To recap the events that led to the so-called “government shutdown”:

Beltway wisdom held that if the House Republican majority had passed a “clean” Continuing Resolution (CR) for the period October 1 through December 15, which would have funded the government at the current levels, Senate Majority Leader Harry Reid would have immediately passed it through the Senate and President Obama would have signed it.

Instead, the House Republican majority voted to defund all of Obamacare via the CR. Senator Reid promised to strip the anti-Obamacare resolution out. This was followed by Senator Ted Cruz’s ultimately unsuccessful filibuster. The House followed up with a CR which would have delayed all of Obamacare by one year and fully repealing the medical-device excise tax, which the Senate immediately rejected. In its third attempt, the House passed a CR which would delay only Obamacare’s individual mandate to buy health insurance by one year, and would force Congressional staff to buy health insurance on Obamacare exchanges without extra subsidies unavailable to ordinary Americans.

Having already conceded significant ground on Obamacare, the House figured that the Senate would be ready to negotiate. Speaker Boehner appointed members of a conference committee (which includes both House and Senate members). However, Senator Reid decided to abandon the legislative process, leading to the so-called government shutdown and a war of words waged over the airwaves.

Democratic Senators’ unwillingness to delay the individual mandate for a year is remarkable. The public understands that the mandate gives the government the power to fine citizens (without trial) for not purchasing government-approved health insurance. The mandate is very unpopular. A poll conducted by Gallup during the final phase of the litigation which led to the Supreme Court’s 2012 decision upholding most of Obamacare found that 72 percent of respondents—and 56 percent of Democrats—believed that the mandate is unconstitutional.

Even better: Delaying the mandate by just one year would reduce the federal deficit by over $35 billion, according to the Congressional Budget Office (CBO). Freed from fear of the individual mandate, Americans would be less likely to buy expensive health insurance on the Obamacare exchanges (which have suffered embarrassing glitches during their first week of operation). This would stop the hemorrhaging of about $28 billion of subsidies through the exchanges.
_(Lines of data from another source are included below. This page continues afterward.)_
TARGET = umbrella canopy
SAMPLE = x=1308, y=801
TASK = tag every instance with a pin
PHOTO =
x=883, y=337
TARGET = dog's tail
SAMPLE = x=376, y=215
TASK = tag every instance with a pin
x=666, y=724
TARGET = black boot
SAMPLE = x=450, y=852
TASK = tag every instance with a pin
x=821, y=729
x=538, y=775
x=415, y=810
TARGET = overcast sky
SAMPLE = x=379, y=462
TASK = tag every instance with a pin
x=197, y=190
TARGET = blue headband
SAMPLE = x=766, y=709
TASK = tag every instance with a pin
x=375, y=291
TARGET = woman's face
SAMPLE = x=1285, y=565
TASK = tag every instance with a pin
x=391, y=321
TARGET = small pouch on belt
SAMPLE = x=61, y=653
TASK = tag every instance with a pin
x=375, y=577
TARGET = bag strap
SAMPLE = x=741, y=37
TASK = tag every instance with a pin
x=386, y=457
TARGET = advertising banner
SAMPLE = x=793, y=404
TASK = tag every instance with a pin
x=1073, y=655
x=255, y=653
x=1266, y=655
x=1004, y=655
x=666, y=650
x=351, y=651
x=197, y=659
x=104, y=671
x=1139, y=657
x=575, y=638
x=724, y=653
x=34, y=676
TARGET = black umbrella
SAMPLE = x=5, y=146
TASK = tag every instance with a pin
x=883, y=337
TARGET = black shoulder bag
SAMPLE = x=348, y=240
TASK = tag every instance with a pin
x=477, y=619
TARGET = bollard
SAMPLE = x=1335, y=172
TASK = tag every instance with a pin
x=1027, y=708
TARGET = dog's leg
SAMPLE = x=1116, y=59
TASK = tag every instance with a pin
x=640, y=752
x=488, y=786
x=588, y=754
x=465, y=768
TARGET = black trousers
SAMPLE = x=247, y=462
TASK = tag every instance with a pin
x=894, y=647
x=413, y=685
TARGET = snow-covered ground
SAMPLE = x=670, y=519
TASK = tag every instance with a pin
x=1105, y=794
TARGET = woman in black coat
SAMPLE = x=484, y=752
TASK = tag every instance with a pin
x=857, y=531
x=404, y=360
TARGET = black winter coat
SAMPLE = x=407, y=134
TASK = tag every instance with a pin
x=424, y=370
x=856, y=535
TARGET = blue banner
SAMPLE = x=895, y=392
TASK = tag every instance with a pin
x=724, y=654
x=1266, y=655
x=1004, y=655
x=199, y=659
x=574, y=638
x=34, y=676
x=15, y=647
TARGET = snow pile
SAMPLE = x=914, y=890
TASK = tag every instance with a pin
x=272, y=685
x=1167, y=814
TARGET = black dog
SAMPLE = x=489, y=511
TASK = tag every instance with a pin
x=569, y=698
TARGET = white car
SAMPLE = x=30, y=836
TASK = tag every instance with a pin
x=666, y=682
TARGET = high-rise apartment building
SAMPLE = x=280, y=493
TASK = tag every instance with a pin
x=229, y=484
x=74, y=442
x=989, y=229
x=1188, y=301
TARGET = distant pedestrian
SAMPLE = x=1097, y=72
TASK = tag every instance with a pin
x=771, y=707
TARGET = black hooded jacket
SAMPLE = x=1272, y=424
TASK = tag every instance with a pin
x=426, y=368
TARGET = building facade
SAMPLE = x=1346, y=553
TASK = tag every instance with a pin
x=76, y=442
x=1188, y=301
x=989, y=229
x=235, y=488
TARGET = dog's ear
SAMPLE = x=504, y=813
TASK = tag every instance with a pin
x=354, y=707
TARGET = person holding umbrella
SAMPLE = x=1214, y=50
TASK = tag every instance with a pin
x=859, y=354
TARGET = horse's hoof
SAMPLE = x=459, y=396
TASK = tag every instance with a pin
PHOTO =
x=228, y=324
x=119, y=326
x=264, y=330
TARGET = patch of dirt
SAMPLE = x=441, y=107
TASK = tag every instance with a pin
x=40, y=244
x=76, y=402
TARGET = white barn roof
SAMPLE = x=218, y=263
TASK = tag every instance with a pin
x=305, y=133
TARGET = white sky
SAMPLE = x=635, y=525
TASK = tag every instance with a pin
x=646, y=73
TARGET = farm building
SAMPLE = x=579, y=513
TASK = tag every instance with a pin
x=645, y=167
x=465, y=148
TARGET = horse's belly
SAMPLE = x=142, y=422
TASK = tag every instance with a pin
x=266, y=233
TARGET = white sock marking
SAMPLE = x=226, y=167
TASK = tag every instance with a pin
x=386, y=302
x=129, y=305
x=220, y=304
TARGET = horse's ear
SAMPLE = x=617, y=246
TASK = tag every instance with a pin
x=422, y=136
Further, because Americans would keep more of their wages as taxable income, income and payroll tax receipts would increase by about $8 billion.

If more Americans appreciated this fiscal windfall, the mandate would surely become even more unpopular. Although many Americans would like to reduce the deficit, others might prefer to spend the revenue on other government activities. If House Republicans were willing to pass a new version of the CR that spent some of this revenue, it would surely increase the odds of passage in the Senate. Extrapolating from a July 2012 analysis of Obamacare by CBO, here are options for a revenue neutral delay of the individual mandate by one year:

  • Restore Obamacare’s cuts to traditional (fee-for-service) Medicare for two years—2014 and 2015;

  • Restore Obamacare’s cuts to Medicare Advantage for two and three quarter years—until about September 2016;

  • Delay Obamacare’s increase in the Medicare payroll tax by two years—2014 and 2015;

  • Delay Obamacare’s taxes on medical devices, prescription drugs, and health insurance by about two and a half years—until about July 2016; or

  • Delay Obamacare’s taxes on so-called “Cadillac” health plans by about six and one quarter years—until about April 2020.

And these are only Obamacare benefits. There is also the opportunity to ease some of the spending cuts enacted via the Budget Control Act of 2011 (as amended by the American Taxpayer Relief Act of 2012), better known as the “sequester”. According to the President’s Office of Management and Budget (OMB), the sequester will cut discretionary defense spending by $54 billion and discretionary non-defense spending by $34 billion in 2014. So, the windfall from delaying Obamacare’s individual mandate would allow Congress to relieve the sequester’s entire impact on discretionary non-defense spending, or almost two thirds of the defense cuts, for one year.

Of course, not every Republican Congressman who voted to delay Obamacare’s individual mandate will want to restore funding to every discretionary non-defense program to pre-sequester levels, even for one year. However, it is generally agreed (even by conservatives), that the sequester is a blunt tool. Much discretionary non-defense spending enjoys broad support as serving the public good.

For example, the National Institutes of Health (NIH) suffered a sequestration cut of $1.55 billion in 2013. The NIH is not just another government bureaucracy. It oversees the distribution of grants, awarded on a competitive basis, to scientists in universities and private non-profit research institutions across the nation. So, the windfall from delaying Obamacare’s individual mandate by one year could likely restore the NIH’s funding cuts for at least the remaining eight years of the sequester—through 2021—with some money left over.

Digging through the details of the sequester’s cuts would surely find many other such opportunities for spending at least some of the $35 billion responsibly, in ways agreeable to both Republican and Democratic legislators. There is really no excuse for keeping the government shut down instead of delaying Obamacare’s individual mandate by one year.